Pennsylvanian cyclothems variëren aanzienlijk in dikte, maar zijn meestal ongeveer 10 m (32 voet) dik. De term, wanneer toegepast op dunnere, eenvoudige veranderingen van leisteenkalksteen of zandsteen-siltsteen, wordt klein genoemd. Aan de andere kant worden dikkere sequenties megacyclothems genoemd. Soms duidt dit eenvoudigweg op een cyclothem van een orde van grootte die dikker is dan normaal. Sommige auteurs gebruiken de term om een ​​groep cyclothems te beschrijven die enig onderscheidend vermogen vertonen, gevolgd door een andere groep die enkele andere kenmerken heeft - dat wil zeggen, een groep cyclothems met veel kalksteenbanden kan worden gevolgd door een andere met weinig kalksteen. Samen vormen deze een cyclus van cyclothems of een megacyclothem. Groepen megacyclothems met enkele onderscheidende kenmerken worden hypercyclothem genoemd. Rotseenheden, die enkele kilometers dik zijn en hele geologische systemen omspannen, worden magnacycli genoemd. Deze grotere eenheden zijn twijfelachtig geldig en beperkt bruikbaar.

Het belangrijkste probleem met betrekking tot Pennsylvanian en Carboon cyclothems is het verklaren van zee-uitbreidingen (transgressies) over een deltavlakte in een gebied dat progressieve bodemdaling ondergaat. Een tektonisch mechanisme roept schokkerige verzakking van het bezinkingsbekken op. Maritieme invallen zouden plaatsvinden na plotselinge zinken. Een stijging van de zeespiegel en inval kan ook worden veroorzaakt door de groei van oceanische ruggen.
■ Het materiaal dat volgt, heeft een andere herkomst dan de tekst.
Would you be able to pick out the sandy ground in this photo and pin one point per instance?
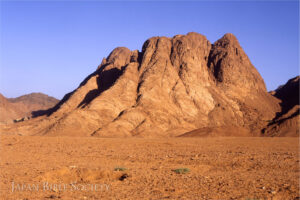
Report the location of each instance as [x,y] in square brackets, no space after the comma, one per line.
[84,168]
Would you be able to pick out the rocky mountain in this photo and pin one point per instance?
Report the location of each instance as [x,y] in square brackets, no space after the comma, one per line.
[17,108]
[179,86]
[286,122]
[173,86]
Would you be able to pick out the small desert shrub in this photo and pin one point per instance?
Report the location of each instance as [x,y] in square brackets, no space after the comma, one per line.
[120,169]
[181,170]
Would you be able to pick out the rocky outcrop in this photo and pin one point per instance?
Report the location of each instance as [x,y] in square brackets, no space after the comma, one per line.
[286,122]
[173,86]
[20,108]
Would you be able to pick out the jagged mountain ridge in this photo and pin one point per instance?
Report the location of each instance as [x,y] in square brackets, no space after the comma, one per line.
[173,86]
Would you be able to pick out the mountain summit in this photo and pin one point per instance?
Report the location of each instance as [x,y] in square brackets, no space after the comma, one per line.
[173,86]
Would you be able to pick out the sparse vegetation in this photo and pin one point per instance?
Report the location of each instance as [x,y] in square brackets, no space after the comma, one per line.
[120,169]
[182,170]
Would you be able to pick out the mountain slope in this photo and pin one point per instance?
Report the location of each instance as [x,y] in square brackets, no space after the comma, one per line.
[173,86]
[16,108]
[286,122]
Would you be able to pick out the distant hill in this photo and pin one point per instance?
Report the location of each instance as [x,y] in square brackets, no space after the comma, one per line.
[286,122]
[16,108]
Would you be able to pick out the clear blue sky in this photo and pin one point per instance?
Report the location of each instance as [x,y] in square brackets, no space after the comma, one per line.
[51,47]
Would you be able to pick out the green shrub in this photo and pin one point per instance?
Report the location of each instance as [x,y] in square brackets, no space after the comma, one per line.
[120,169]
[181,170]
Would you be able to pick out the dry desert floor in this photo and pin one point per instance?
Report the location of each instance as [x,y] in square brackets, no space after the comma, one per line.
[33,167]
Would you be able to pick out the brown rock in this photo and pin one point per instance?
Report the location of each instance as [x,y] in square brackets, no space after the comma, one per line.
[286,122]
[175,85]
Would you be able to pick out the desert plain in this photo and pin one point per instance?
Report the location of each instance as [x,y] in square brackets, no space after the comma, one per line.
[42,167]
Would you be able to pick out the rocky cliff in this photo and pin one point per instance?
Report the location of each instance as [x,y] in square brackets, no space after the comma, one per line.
[173,86]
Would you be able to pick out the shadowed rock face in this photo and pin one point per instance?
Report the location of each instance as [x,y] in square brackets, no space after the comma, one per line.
[173,86]
[286,122]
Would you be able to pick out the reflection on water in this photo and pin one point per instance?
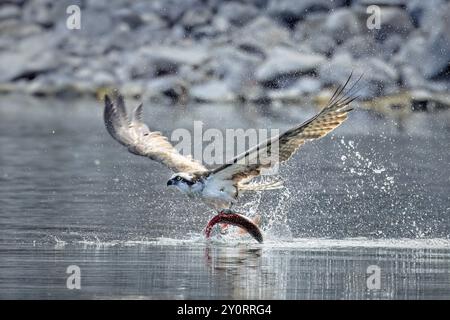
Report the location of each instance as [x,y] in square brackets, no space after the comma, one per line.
[211,271]
[63,180]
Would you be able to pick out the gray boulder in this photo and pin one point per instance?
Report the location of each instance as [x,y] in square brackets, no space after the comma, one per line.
[429,53]
[237,13]
[290,11]
[285,62]
[394,21]
[33,56]
[343,24]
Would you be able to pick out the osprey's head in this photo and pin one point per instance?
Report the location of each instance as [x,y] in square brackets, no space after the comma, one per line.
[182,180]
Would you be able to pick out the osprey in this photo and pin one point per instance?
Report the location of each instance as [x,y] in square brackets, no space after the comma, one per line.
[219,188]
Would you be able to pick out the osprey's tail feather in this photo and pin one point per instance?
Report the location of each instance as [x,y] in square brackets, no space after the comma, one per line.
[260,186]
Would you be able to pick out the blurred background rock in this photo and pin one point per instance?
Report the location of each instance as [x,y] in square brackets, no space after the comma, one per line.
[177,51]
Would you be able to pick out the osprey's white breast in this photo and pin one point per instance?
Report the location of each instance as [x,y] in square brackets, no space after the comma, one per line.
[219,193]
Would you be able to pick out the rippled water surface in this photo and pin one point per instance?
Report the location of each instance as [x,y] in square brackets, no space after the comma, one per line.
[375,192]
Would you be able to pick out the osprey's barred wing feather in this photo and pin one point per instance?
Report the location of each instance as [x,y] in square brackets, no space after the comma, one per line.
[137,137]
[250,163]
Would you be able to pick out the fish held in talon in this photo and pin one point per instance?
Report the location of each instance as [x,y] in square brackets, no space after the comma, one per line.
[237,220]
[219,188]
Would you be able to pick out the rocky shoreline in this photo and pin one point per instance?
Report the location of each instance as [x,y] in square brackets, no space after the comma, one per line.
[178,51]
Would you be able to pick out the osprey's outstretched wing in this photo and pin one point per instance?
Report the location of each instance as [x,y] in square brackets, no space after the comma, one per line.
[280,148]
[137,137]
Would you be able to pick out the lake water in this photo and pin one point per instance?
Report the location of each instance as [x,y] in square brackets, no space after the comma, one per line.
[374,194]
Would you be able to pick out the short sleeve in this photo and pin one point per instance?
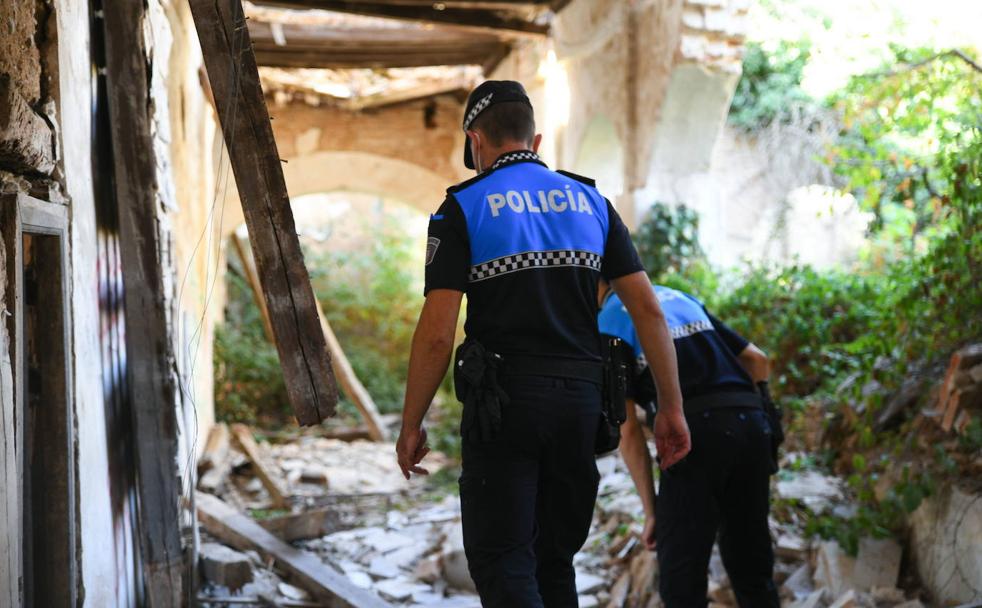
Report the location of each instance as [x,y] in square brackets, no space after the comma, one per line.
[448,252]
[620,256]
[734,341]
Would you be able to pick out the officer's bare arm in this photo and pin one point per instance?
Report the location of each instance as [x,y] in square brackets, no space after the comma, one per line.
[756,363]
[430,354]
[428,360]
[634,451]
[656,341]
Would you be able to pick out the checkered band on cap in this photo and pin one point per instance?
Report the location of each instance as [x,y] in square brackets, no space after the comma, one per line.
[535,259]
[477,109]
[513,157]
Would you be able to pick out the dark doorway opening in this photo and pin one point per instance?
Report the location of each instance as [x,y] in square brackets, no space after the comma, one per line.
[49,506]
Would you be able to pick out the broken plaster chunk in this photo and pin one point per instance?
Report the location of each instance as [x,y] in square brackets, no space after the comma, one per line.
[382,568]
[588,583]
[294,593]
[589,601]
[360,579]
[399,590]
[224,566]
[848,600]
[814,600]
[429,570]
[877,564]
[799,583]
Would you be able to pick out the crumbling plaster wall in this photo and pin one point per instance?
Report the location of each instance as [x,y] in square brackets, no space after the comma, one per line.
[196,189]
[410,152]
[423,134]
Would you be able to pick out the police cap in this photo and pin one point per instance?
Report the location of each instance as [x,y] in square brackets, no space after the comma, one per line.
[483,97]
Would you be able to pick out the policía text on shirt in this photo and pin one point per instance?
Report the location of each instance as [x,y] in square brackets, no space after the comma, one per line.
[553,201]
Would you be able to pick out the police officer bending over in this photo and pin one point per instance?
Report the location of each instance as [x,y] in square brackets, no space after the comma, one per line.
[528,246]
[723,484]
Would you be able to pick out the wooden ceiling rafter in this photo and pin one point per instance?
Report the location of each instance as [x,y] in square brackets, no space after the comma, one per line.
[302,46]
[429,12]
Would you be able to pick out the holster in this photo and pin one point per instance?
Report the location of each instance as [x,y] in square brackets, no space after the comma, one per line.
[476,387]
[775,416]
[617,357]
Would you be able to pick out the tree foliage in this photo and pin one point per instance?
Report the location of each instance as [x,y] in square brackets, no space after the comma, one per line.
[899,122]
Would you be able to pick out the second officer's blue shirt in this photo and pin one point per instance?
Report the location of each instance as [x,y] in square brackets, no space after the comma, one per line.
[528,245]
[705,347]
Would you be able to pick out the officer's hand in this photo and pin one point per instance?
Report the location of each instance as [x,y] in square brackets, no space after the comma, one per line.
[648,534]
[671,436]
[410,450]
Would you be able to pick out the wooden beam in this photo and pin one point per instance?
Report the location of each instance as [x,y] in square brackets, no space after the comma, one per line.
[151,388]
[319,46]
[475,19]
[243,437]
[304,569]
[234,79]
[350,383]
[303,526]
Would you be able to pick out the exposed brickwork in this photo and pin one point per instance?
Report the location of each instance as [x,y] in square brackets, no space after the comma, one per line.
[713,33]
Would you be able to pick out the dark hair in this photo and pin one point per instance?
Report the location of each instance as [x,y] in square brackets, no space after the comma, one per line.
[507,121]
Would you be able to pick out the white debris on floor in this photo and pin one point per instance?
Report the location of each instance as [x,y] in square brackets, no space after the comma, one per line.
[403,541]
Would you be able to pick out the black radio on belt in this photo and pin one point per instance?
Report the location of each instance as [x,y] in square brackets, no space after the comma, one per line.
[618,357]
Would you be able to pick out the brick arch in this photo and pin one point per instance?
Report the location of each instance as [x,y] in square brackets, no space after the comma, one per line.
[390,178]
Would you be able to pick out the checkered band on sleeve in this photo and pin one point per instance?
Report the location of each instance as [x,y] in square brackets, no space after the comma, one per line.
[535,259]
[515,157]
[689,329]
[477,109]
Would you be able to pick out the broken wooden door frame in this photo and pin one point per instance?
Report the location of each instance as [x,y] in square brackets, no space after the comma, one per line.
[23,215]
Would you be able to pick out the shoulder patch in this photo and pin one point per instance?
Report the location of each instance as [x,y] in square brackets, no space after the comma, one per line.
[586,180]
[432,244]
[467,183]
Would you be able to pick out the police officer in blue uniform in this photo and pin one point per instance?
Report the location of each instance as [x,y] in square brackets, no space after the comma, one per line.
[528,246]
[722,487]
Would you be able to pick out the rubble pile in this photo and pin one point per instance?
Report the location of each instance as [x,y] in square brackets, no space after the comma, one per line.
[347,504]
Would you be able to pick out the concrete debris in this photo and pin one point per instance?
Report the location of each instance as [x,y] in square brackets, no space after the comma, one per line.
[223,566]
[799,584]
[878,564]
[817,491]
[294,593]
[814,600]
[407,548]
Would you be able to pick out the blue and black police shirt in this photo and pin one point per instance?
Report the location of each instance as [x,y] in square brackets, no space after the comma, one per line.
[527,245]
[705,347]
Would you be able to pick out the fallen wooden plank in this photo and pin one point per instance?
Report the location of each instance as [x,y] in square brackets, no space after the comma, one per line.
[152,392]
[303,526]
[234,77]
[245,440]
[350,383]
[347,434]
[303,568]
[215,462]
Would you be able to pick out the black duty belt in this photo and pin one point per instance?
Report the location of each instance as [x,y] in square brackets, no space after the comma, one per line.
[711,401]
[526,365]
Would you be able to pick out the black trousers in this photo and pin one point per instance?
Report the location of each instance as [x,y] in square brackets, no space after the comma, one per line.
[527,497]
[722,487]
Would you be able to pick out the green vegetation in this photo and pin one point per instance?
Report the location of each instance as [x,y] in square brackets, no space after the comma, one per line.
[843,341]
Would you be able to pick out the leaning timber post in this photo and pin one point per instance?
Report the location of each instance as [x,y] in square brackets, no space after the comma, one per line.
[234,77]
[151,387]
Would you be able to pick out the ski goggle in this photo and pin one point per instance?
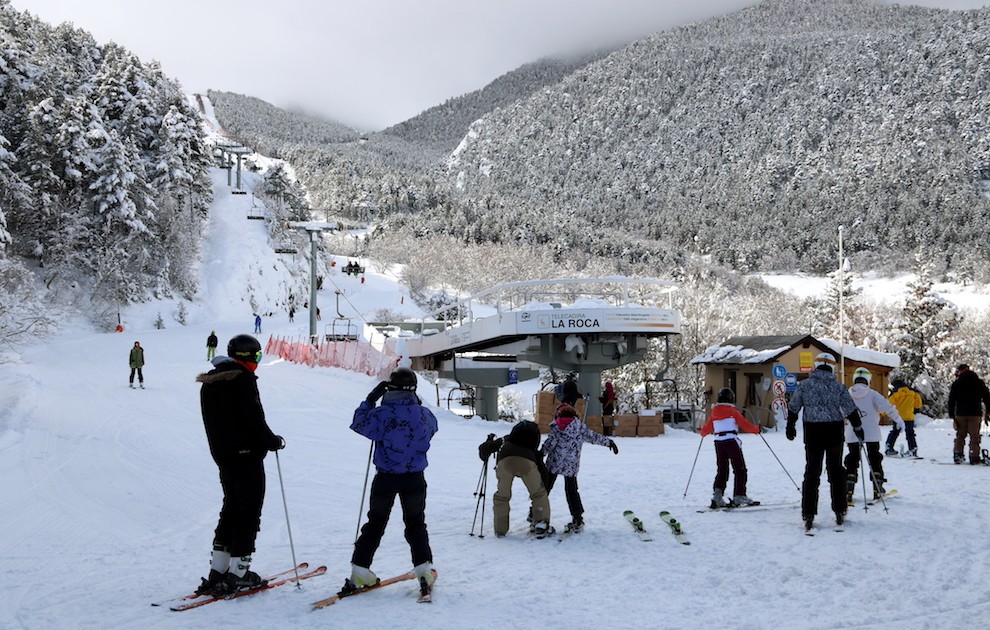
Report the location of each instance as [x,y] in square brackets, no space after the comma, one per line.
[245,356]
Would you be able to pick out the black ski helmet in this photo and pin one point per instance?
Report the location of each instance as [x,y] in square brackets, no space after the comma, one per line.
[244,348]
[402,379]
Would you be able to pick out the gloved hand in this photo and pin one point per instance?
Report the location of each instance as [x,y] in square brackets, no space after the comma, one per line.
[378,392]
[487,448]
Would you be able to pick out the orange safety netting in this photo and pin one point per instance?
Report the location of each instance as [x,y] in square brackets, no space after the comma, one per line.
[355,355]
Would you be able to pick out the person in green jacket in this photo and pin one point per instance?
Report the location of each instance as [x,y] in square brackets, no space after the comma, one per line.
[137,362]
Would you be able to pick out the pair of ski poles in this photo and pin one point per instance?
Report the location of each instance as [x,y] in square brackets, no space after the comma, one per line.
[764,441]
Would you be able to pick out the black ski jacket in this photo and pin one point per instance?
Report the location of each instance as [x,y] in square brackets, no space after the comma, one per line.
[233,416]
[966,394]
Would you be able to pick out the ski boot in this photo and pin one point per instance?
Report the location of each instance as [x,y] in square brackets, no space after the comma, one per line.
[741,500]
[249,581]
[361,578]
[426,578]
[214,584]
[718,501]
[878,489]
[542,530]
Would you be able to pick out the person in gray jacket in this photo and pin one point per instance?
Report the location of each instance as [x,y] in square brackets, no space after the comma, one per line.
[823,404]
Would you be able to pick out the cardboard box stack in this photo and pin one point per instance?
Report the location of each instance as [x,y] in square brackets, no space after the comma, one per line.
[625,425]
[595,424]
[649,426]
[546,404]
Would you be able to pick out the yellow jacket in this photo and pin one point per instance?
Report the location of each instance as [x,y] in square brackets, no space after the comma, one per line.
[907,402]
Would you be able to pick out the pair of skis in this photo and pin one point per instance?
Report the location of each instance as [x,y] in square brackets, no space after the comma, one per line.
[666,517]
[425,597]
[296,574]
[195,600]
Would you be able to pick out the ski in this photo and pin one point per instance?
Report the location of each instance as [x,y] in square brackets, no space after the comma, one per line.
[333,599]
[278,581]
[567,533]
[886,495]
[637,526]
[675,527]
[755,507]
[300,567]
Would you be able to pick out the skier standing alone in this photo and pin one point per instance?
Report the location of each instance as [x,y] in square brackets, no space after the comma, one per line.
[518,456]
[239,440]
[823,402]
[969,403]
[211,345]
[401,429]
[726,422]
[562,450]
[870,404]
[137,363]
[908,403]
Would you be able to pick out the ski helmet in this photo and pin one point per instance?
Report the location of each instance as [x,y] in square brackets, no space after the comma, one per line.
[862,374]
[244,348]
[825,360]
[402,379]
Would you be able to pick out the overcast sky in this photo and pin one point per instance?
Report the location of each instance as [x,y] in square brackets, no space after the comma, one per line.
[368,63]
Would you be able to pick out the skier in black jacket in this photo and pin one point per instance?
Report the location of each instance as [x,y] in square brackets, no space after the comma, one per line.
[239,439]
[519,456]
[969,402]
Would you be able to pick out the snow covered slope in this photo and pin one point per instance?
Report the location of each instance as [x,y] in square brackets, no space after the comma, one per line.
[109,500]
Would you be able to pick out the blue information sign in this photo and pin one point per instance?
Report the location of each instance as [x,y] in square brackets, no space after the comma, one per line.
[791,381]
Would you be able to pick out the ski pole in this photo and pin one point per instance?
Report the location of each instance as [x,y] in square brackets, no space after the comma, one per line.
[364,490]
[693,465]
[484,488]
[779,462]
[285,506]
[480,494]
[876,487]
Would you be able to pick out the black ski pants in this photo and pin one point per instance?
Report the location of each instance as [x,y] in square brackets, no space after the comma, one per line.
[823,440]
[728,452]
[240,516]
[574,505]
[411,490]
[873,456]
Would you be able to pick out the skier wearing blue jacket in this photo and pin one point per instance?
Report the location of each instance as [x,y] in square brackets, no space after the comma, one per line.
[401,429]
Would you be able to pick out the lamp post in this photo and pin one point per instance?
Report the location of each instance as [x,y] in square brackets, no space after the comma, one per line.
[314,228]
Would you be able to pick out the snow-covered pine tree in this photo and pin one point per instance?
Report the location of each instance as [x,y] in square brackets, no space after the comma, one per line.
[925,338]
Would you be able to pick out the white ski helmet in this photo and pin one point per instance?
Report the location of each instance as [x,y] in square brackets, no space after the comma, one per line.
[825,359]
[862,373]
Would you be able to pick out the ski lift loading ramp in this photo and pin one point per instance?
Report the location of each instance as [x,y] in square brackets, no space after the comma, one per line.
[505,334]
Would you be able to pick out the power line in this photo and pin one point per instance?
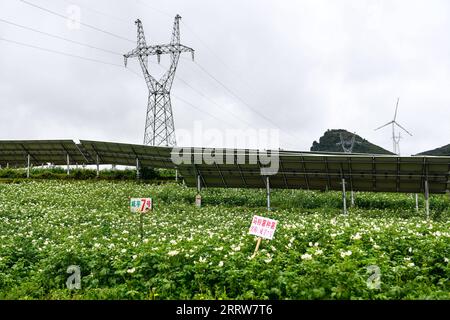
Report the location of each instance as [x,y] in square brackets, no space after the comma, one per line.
[59,37]
[183,100]
[216,55]
[81,23]
[102,62]
[240,99]
[153,8]
[124,21]
[60,52]
[206,97]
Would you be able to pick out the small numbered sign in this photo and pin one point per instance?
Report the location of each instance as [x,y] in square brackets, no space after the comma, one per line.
[263,227]
[198,200]
[141,205]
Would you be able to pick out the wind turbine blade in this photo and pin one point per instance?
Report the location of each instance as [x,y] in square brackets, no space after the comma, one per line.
[396,108]
[384,125]
[403,128]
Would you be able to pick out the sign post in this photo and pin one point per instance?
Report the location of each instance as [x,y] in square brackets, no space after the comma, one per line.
[262,228]
[141,206]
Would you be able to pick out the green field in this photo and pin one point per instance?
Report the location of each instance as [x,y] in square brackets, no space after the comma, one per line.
[203,253]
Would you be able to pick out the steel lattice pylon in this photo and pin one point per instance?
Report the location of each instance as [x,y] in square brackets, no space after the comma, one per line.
[159,125]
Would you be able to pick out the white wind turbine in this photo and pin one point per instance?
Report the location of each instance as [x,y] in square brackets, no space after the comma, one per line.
[395,139]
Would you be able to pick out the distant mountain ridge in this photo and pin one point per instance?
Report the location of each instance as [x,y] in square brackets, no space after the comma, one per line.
[442,151]
[330,142]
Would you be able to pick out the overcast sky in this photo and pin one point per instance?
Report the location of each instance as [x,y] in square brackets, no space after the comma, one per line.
[308,66]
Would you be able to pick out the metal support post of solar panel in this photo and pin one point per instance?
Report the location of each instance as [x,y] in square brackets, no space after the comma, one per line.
[324,172]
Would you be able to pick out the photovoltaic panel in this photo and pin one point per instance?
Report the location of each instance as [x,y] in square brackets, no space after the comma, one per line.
[126,154]
[325,172]
[15,153]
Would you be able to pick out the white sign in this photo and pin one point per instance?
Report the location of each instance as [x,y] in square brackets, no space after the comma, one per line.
[198,200]
[263,227]
[141,205]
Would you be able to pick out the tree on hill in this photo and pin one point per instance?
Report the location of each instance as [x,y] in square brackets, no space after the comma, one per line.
[331,142]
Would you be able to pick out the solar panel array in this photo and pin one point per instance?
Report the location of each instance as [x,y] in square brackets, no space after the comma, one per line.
[299,170]
[240,168]
[126,154]
[15,153]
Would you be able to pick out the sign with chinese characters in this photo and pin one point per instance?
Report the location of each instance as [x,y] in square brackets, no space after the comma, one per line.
[141,205]
[198,201]
[263,227]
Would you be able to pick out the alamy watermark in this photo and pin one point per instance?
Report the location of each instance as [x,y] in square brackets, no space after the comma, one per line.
[74,280]
[374,281]
[251,139]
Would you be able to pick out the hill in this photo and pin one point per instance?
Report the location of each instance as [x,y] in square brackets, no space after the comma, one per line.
[331,140]
[442,151]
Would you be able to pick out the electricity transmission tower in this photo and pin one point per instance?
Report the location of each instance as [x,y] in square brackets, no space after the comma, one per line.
[159,124]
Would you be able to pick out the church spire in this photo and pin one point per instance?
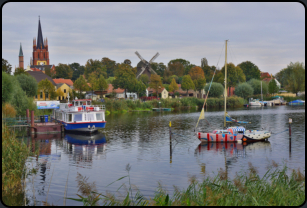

Evenzo kunnen transgressies van de zee het gevolg zijn van klimaatveranderingen, die bijvoorbeeld het periodiek smelten van poolkappen kunnen veroorzaken; of delta-bijgebouwen kunnen actief zijn tijdens klimatologische periodes van snelle aanvoer van puin naar het bekken, gevolgd door mariene transgressies in droge perioden met weinig sedimentaanvoer. De mechanismen die de meest recente ondersteuning hebben gekregen, zijn sedimentologisch. Hierbij wordt gedacht dat het bijgebouw van de delta wordt beëindigd door een verandering in de plaats van afzetting wanneer de rivier een kortere route naar de zee vindt. De uitgehongerde deltakwab, nog steeds onderhevig aan voortdurende regionale bodemdaling, wordt vervolgens overspoeld door de zee om een ​​nieuwe cyclothem te beginnen. Later schakelt de plaats van afzetting terug naar het voormalige gebied, keert sedimentatie terug en wordt een cyclothem voltooid door vernieuwd bijgebouw.